As can be expected, all of the performers in these plays are exceptionally good. Gareth Thomas and Paul Darrow are predictably solid as Blake and Avon respectively, and Stephen Pacey, most likely due to Peter Anghelides’ excellent writing and handle on the character, nails down Tarrant almost perfectly (something that could not be said when he last portrayed the character for BBC Radio in the 1990s, due to poorly written scripts and characterisation). Sally Knyvette again delivers the goods in her solo story. Warship marked something of a renaissance for Jenna and in Jenna’s Story Knyvette again relishes the opportunity to flesh out Jenna and show us just how independent, feisty and resourceful she is. In particular, it is generally assumed by fans that it was Blake’s idea to set up an army on Gauda Prime – writer Steve Lyons ingeniously turns this assumption on its head.

But the best performer of the trilogy is undoubtedly Adrian Lukis as the villainous Bracheeni, a man who proves to be a foil for Avon. Lukis’ voice is captivating and commanding from the outset, rivalling Darrow’s for charm and dry wit, and he conveys a character that is duly cunning and manipulative beneath a veil of humour and amicability. It is a great pity that Bracheeni does not survive the story. As a psychostrategist (similar to Carnell in the TV episode Weapon), Bracheeni would make a great recurring villain for the B7 audio series and partly atone for some of the naff villains that we had to suffer through in the third and fourth series of the TV show!
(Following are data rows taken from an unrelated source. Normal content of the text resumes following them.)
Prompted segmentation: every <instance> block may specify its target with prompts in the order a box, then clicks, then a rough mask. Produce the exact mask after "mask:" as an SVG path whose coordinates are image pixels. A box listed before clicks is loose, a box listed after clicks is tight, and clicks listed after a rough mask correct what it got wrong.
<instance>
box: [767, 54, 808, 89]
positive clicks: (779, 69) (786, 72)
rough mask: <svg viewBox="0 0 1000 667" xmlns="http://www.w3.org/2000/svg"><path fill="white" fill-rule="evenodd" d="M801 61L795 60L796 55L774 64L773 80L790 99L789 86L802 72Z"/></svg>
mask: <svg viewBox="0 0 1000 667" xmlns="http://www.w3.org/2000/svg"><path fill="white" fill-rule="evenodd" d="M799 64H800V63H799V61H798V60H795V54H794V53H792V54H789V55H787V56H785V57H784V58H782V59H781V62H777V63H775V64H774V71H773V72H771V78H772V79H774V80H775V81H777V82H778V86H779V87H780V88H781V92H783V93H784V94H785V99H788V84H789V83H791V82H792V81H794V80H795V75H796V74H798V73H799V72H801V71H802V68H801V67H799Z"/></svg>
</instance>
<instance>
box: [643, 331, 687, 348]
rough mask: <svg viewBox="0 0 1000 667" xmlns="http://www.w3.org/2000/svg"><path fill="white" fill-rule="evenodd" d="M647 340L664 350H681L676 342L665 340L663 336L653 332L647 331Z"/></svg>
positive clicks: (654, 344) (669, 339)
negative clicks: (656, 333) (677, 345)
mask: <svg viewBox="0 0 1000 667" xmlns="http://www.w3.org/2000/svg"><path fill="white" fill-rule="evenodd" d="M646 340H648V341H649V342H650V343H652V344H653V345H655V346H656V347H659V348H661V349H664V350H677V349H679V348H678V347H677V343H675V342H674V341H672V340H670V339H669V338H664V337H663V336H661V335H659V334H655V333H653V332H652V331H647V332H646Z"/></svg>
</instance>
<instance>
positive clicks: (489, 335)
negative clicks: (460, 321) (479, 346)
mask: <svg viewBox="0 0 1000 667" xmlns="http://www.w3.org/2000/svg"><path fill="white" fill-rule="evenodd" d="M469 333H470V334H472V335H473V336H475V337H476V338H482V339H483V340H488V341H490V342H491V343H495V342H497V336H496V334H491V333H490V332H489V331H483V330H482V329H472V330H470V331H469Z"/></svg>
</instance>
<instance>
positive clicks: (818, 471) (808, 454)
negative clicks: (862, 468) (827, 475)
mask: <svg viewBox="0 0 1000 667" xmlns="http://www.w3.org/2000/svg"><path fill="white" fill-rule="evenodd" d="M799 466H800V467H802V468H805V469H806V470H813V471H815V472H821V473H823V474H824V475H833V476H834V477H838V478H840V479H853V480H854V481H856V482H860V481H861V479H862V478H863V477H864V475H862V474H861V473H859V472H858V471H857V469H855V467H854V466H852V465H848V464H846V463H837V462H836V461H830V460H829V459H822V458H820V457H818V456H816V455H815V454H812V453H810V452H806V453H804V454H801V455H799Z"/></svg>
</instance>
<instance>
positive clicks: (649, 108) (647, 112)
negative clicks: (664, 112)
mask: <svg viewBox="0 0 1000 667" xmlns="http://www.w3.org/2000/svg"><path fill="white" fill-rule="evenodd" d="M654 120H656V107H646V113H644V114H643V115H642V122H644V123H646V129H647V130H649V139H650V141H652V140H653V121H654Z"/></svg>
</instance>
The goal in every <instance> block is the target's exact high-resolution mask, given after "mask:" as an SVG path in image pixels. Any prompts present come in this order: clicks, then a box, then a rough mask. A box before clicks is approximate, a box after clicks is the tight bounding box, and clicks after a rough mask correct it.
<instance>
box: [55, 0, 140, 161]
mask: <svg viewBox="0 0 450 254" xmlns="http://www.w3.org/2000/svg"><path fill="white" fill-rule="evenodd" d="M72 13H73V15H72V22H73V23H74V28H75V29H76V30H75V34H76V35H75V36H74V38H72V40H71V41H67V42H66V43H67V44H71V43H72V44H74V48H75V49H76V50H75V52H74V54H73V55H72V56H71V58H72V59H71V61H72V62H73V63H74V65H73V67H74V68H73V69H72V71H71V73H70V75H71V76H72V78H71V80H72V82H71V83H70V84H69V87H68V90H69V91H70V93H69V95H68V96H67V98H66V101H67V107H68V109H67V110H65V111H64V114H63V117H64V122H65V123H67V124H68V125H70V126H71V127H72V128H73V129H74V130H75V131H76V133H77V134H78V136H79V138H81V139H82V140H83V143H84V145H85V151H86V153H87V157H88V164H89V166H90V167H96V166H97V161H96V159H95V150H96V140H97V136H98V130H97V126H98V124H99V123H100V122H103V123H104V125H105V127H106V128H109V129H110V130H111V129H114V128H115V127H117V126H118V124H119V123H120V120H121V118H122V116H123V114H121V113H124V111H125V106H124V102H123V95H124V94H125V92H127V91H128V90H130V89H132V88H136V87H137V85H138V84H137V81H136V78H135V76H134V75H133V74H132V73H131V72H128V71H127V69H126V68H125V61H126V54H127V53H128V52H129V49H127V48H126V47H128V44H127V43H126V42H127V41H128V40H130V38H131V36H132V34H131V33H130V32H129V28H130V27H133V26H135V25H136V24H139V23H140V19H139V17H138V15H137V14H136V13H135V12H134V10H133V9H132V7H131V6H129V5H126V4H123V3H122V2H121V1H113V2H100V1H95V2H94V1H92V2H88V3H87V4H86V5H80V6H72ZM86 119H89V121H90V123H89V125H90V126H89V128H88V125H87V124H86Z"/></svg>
Volume 6 of The Liberator Chronicles offers an absorbing insight into the lives of the key characters in the B7 saga post-Star One and how they view each other and judge themselves. While the episodes may not completely answer fans’ questions about Blake and Jenna’s whereabouts in the third and fourth seasons or fill in the gaps completely (in fact there is a massive continuity blunder in Blake’s Story*!), they are entertaining and thought-provoking tales that enable us to crawl inside the characters’ heads and appreciate the joy, despair and anguish they feel. Of course, long-term fans will always prefer other versions of the B7 saga that have offered up explanations that are as valid and plausible as this volume (eg how Blake got his scar) but based on the quality of the writing and the performances, The Liberator Chronicles is the superior product. There is potential for Big Finish to continue investigating this hitherto unexplored era of the TV series in future instalments. Give us standalone adventures for Blake and Jenna rather than just the edited highlights, and if the writing and performances are as accomplished as they are in this trilogy, they will be eagerly anticipated by fans.

* Post-script - In Blake’s Story, Blake learns about the destruction of the Liberator before his death is faked by Bruler’s rebels on Jevron. However, in the TV episode Terminal, Servalan reveals to Avon that Blake is dead and she has already attended his funeral on Jevron. She then teleports to the Liberator and it is destroyed. Go figure!